Forums/General

cloud.map() using huge amounts of memory, failing

chris.mulligan
posted this on March 12, 2010 13:24

I'm running cloud.map on an admittedly somewhat sizable dataset. It's over 40k items, and about 1KB per item on disk, for a ~40MB CSV file. I pull the results from a csv file, running them through a map, then write them out again. I'm using chunksize=100. I've written local variations for this that are entirely lazy, so it never keeps the whole dataset in memory.

I have 3 versions right now, a normal single python thread, a version with multiprocessing.Pool.map(), and one using picloud. On my laptop it takes 16 minutes in single thread mode, and 8 minutes with two processes. On a server with 8 cores it takes only 1 minute 30 seconds with 8 procs.
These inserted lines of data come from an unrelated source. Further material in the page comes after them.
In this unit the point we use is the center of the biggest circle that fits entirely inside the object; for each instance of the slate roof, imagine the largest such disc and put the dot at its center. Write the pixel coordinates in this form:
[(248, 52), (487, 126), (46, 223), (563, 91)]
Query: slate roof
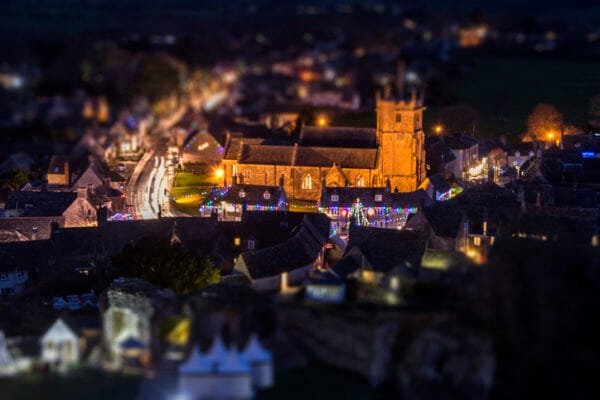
[(266, 154), (298, 251), (365, 158), (346, 266), (444, 221), (348, 195), (40, 204), (459, 141), (558, 228), (232, 151), (253, 194), (338, 137), (29, 255), (388, 248)]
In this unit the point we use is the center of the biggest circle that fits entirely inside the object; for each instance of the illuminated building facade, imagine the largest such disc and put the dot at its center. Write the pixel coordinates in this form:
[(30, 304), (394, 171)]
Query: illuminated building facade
[(393, 154)]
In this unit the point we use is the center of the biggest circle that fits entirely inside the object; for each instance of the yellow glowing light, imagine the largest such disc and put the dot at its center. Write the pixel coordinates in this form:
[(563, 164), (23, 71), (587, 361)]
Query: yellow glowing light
[(322, 121)]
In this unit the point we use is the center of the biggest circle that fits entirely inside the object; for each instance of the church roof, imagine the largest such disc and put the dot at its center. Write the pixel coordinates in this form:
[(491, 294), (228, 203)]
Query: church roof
[(266, 154), (344, 157), (338, 137)]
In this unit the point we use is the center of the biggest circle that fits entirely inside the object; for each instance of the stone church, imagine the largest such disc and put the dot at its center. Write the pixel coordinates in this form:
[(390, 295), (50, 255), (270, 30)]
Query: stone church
[(392, 154)]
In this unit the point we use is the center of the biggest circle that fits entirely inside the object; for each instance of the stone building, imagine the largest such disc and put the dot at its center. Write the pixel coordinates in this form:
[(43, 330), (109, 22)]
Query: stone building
[(393, 154)]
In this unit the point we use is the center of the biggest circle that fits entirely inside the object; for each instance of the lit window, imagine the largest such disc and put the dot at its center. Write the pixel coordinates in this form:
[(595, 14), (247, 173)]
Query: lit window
[(307, 182)]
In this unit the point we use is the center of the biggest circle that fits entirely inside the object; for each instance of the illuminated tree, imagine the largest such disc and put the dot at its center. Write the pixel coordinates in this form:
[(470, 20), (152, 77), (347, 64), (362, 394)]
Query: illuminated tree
[(595, 107), (356, 215), (544, 123), (166, 264)]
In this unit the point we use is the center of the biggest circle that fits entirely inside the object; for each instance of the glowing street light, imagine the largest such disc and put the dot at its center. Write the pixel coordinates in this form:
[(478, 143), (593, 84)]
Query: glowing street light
[(322, 121)]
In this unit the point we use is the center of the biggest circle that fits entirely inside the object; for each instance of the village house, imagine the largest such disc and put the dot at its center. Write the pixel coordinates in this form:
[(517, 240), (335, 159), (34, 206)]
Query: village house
[(381, 207), (69, 338), (132, 312), (381, 259), (32, 213), (287, 263), (465, 150), (446, 228)]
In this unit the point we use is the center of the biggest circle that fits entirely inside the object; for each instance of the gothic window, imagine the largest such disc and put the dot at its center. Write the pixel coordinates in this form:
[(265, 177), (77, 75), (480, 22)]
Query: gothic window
[(307, 182), (360, 181)]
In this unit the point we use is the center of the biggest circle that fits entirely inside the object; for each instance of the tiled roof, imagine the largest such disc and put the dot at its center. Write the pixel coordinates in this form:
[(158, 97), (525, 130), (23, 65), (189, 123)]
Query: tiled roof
[(40, 204), (266, 154), (348, 195), (388, 248), (365, 158), (252, 194), (298, 251), (338, 137), (232, 151), (445, 221)]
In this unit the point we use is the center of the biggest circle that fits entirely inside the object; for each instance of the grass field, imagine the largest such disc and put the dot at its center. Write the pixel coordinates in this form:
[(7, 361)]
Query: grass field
[(504, 91), (90, 386), (190, 189)]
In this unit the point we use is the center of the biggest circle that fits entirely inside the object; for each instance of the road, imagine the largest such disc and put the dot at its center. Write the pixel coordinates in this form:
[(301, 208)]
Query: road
[(147, 191), (148, 188)]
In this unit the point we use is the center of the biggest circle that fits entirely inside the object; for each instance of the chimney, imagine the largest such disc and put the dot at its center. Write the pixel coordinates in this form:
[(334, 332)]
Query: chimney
[(102, 215), (55, 231), (400, 75)]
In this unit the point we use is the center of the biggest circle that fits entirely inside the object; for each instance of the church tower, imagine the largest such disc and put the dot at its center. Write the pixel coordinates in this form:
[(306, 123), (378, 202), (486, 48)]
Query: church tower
[(401, 141)]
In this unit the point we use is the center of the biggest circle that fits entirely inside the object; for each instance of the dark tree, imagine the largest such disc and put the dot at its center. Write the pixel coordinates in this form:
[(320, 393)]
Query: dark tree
[(165, 264)]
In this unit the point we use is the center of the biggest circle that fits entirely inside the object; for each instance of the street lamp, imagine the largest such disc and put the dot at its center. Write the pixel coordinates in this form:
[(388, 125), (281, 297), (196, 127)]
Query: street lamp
[(322, 121)]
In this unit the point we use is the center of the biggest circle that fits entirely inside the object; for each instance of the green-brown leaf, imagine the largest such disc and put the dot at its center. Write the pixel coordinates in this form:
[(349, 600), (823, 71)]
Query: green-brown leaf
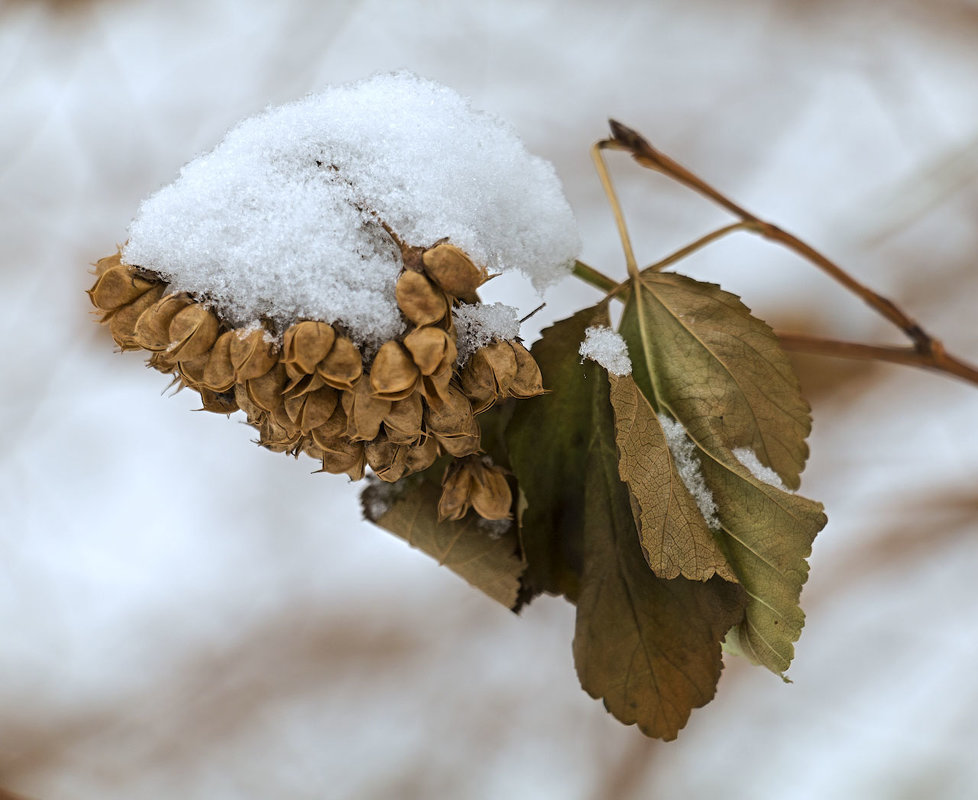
[(650, 647), (699, 354), (675, 537), (547, 437), (465, 547), (768, 534)]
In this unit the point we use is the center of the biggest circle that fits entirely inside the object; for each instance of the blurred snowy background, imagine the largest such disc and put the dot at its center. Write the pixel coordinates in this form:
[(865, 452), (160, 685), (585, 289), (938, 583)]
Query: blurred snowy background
[(185, 615)]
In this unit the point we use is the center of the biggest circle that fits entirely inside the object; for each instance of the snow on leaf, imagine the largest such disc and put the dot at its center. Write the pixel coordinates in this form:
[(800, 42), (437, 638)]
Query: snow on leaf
[(676, 538), (720, 371), (290, 215), (649, 647)]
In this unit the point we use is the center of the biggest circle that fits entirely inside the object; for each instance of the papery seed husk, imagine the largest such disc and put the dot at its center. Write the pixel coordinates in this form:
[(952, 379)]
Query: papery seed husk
[(331, 435), (343, 366), (193, 332), (393, 375), (419, 299), (502, 360), (455, 491), (302, 384), (243, 398), (490, 493), (218, 374), (421, 456), (386, 459), (430, 349), (403, 420), (364, 412), (192, 370), (528, 381), (306, 344), (478, 383), (122, 323), (311, 410), (153, 326), (103, 265), (266, 390), (453, 271), (218, 402), (434, 388), (252, 354), (117, 286), (454, 415), (353, 461), (461, 443)]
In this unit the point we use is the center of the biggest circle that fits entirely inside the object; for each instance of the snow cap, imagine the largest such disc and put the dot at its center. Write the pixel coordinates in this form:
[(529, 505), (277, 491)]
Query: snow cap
[(291, 215)]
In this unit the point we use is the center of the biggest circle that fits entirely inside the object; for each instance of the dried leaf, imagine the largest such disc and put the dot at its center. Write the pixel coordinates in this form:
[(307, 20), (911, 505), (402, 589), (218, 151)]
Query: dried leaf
[(675, 537), (489, 564), (768, 534), (419, 299), (547, 437), (453, 270), (699, 354)]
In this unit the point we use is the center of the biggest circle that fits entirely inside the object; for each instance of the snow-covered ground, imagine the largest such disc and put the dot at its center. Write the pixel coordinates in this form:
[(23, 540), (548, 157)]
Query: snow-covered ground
[(185, 615)]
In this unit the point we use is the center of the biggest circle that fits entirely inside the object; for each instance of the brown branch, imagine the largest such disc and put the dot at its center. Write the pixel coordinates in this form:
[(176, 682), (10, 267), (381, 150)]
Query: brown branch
[(928, 350), (938, 359)]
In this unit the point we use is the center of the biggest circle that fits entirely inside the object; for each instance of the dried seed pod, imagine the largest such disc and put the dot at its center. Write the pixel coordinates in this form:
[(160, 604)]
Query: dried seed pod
[(453, 270), (218, 402), (276, 437), (386, 459), (403, 421), (474, 483), (331, 435), (343, 366), (243, 399), (453, 424), (122, 321), (153, 326), (266, 390), (489, 374), (364, 412), (478, 383), (421, 456), (218, 374), (349, 458), (252, 354), (103, 265), (431, 349), (393, 375), (528, 381), (312, 409), (193, 332), (491, 496), (192, 371), (420, 300), (118, 286), (305, 345)]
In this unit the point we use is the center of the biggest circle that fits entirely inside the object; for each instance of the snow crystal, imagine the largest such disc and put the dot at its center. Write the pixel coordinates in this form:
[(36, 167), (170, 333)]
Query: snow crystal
[(495, 528), (749, 459), (689, 468), (478, 325), (290, 215), (378, 497), (607, 348)]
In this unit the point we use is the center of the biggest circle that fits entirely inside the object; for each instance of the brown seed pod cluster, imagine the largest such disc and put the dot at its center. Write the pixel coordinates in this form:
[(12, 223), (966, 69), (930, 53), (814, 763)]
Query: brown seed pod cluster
[(310, 390)]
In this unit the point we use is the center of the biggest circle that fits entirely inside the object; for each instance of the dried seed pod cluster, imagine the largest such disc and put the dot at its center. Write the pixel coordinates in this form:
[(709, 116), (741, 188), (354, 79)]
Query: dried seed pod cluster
[(310, 390)]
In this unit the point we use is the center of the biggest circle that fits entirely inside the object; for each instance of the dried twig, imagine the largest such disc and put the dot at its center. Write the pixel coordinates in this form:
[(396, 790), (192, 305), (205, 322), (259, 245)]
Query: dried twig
[(926, 351)]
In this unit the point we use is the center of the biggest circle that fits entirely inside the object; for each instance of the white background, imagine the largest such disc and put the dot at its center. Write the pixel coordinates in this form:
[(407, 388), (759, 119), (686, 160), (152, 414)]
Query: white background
[(186, 615)]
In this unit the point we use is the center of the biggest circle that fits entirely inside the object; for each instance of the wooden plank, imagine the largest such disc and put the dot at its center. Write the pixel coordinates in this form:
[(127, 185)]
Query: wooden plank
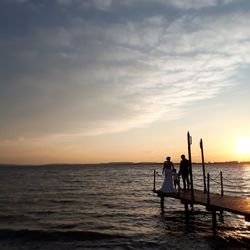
[(233, 204)]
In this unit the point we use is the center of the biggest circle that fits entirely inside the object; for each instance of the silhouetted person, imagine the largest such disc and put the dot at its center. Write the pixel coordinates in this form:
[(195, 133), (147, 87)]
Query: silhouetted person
[(176, 179), (167, 165), (184, 171), (167, 171)]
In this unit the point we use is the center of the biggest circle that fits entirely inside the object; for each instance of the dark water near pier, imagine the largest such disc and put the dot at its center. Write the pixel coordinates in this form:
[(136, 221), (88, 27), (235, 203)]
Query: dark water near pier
[(111, 207)]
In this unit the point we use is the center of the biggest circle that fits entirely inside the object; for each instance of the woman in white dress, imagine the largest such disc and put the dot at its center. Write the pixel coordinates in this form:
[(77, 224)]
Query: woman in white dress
[(167, 171)]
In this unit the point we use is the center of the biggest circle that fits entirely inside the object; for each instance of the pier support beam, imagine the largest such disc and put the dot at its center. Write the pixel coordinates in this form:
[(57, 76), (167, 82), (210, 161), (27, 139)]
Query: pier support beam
[(186, 213), (214, 221), (162, 204)]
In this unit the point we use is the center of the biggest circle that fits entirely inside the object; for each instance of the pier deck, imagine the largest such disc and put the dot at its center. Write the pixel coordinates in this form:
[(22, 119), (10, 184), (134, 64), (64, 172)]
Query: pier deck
[(215, 202), (233, 204)]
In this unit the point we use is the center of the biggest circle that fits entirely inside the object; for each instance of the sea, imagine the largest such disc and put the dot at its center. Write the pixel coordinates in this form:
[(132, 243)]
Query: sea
[(112, 206)]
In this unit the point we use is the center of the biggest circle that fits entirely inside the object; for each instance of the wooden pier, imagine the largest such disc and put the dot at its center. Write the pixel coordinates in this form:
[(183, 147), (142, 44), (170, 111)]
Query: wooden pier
[(211, 201), (216, 202)]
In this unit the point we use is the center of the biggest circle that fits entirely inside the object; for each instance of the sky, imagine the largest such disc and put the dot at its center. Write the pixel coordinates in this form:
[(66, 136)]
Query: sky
[(91, 81)]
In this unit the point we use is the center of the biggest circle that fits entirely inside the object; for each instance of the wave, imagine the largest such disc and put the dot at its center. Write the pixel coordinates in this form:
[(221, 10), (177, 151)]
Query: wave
[(54, 235)]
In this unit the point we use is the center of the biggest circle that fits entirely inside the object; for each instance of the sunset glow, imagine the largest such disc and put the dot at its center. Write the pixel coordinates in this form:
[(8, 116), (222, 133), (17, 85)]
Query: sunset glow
[(243, 146), (103, 81)]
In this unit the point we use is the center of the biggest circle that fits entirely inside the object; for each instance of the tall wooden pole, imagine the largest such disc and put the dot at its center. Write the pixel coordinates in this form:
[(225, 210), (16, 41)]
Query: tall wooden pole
[(189, 139), (203, 166)]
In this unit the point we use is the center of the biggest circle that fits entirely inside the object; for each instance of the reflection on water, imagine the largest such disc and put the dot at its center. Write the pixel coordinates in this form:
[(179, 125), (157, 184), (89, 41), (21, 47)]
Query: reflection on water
[(108, 206)]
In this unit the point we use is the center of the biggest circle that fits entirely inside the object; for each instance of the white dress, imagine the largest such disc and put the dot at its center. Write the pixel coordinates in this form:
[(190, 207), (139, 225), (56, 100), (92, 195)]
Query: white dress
[(167, 185)]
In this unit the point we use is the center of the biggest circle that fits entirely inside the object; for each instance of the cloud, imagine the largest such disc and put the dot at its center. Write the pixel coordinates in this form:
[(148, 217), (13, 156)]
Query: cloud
[(90, 77)]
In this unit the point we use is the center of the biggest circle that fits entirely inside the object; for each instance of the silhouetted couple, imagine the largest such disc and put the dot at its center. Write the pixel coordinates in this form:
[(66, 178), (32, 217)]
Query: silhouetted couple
[(169, 171), (184, 172)]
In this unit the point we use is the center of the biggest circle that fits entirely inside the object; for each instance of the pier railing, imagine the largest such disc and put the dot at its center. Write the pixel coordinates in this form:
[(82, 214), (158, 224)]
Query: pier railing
[(214, 184)]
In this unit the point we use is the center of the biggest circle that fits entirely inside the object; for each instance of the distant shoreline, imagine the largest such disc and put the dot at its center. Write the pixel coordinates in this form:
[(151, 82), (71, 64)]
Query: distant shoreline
[(120, 163)]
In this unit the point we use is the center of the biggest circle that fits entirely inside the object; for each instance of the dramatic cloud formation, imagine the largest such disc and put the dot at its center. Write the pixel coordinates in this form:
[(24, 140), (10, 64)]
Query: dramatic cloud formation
[(94, 67)]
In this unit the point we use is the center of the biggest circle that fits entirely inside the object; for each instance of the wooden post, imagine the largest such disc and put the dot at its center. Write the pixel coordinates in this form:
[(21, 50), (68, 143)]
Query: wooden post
[(154, 181), (221, 184), (208, 189), (189, 139), (162, 204), (203, 166), (214, 221), (186, 212)]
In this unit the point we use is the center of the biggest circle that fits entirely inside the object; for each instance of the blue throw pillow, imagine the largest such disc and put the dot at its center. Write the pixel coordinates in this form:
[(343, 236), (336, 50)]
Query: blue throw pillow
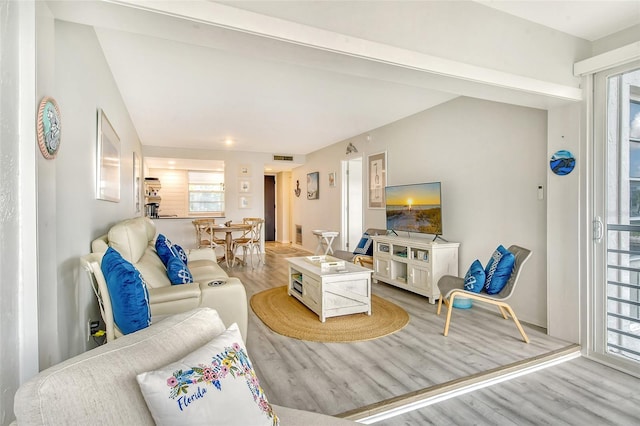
[(163, 248), (474, 280), (128, 293), (178, 272), (365, 246), (179, 251), (499, 270)]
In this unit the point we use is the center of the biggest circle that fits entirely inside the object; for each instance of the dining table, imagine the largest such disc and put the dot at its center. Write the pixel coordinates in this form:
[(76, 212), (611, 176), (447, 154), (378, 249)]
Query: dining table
[(229, 228)]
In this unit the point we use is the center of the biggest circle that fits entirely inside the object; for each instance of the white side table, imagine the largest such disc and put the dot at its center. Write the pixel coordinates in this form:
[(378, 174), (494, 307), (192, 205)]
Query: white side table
[(325, 240)]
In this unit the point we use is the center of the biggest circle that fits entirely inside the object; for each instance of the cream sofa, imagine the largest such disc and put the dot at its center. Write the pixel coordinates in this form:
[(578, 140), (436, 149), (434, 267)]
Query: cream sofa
[(135, 239), (100, 387)]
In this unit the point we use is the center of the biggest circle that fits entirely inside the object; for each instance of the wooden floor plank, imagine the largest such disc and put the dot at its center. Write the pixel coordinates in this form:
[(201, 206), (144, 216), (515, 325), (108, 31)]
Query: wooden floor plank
[(346, 376), (334, 378)]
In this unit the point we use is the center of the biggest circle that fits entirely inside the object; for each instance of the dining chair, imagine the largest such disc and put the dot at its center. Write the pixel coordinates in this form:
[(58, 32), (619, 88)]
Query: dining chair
[(206, 238), (250, 240)]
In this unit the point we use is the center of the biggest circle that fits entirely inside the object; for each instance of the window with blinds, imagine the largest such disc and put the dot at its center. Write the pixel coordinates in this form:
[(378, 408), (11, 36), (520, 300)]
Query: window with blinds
[(206, 192)]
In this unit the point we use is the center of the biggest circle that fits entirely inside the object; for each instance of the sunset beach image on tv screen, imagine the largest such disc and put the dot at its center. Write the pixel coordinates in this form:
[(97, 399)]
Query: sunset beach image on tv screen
[(414, 208)]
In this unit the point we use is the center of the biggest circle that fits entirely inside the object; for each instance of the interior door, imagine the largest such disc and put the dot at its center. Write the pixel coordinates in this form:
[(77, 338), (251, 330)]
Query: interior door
[(352, 202), (269, 208), (615, 302)]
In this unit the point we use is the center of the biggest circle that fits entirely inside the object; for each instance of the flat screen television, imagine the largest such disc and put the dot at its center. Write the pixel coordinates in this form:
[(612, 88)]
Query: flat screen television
[(414, 208)]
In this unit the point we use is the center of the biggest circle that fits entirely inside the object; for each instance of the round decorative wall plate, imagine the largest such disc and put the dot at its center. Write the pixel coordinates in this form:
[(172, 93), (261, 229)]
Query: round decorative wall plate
[(48, 127), (562, 162)]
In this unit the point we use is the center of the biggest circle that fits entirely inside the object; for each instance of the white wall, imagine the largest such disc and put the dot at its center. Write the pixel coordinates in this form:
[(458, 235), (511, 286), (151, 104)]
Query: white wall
[(490, 158), (18, 295), (563, 227), (76, 74)]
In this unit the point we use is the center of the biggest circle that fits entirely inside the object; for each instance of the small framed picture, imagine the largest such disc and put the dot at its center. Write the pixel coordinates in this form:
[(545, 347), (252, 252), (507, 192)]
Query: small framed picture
[(245, 186), (245, 170), (377, 179), (332, 179), (108, 167), (244, 202), (313, 191)]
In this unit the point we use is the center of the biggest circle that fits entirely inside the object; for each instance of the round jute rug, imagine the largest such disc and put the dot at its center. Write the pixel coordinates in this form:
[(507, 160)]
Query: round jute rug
[(286, 315)]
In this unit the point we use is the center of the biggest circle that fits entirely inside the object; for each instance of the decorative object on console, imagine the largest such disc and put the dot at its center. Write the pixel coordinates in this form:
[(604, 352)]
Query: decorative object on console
[(216, 382), (562, 162), (48, 127), (363, 253), (108, 167), (313, 183), (128, 291), (377, 180), (451, 287), (276, 309)]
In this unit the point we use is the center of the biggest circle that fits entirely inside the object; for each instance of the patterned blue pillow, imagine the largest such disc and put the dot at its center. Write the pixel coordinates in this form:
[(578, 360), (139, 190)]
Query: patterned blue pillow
[(178, 272), (179, 251), (128, 293), (499, 270), (474, 280), (365, 246), (163, 248)]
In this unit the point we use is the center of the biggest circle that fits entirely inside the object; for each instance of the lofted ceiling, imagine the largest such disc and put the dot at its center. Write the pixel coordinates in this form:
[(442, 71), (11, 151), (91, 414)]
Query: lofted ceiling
[(190, 84)]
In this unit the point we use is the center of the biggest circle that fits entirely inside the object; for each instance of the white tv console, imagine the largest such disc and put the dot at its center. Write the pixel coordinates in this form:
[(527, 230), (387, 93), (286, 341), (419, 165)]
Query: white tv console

The problem is when I try to run the cloud version. It sucks up all the RAM on the system. When I killed the cloud.map() version after 8 minutes it was using 1.7GB/2GB of real memory on my OSX system - everything it could find to gobble. Responsiveness went to hell quickly, and the first time I did it I had to reboot. The job never even showed up on my picloud web interface.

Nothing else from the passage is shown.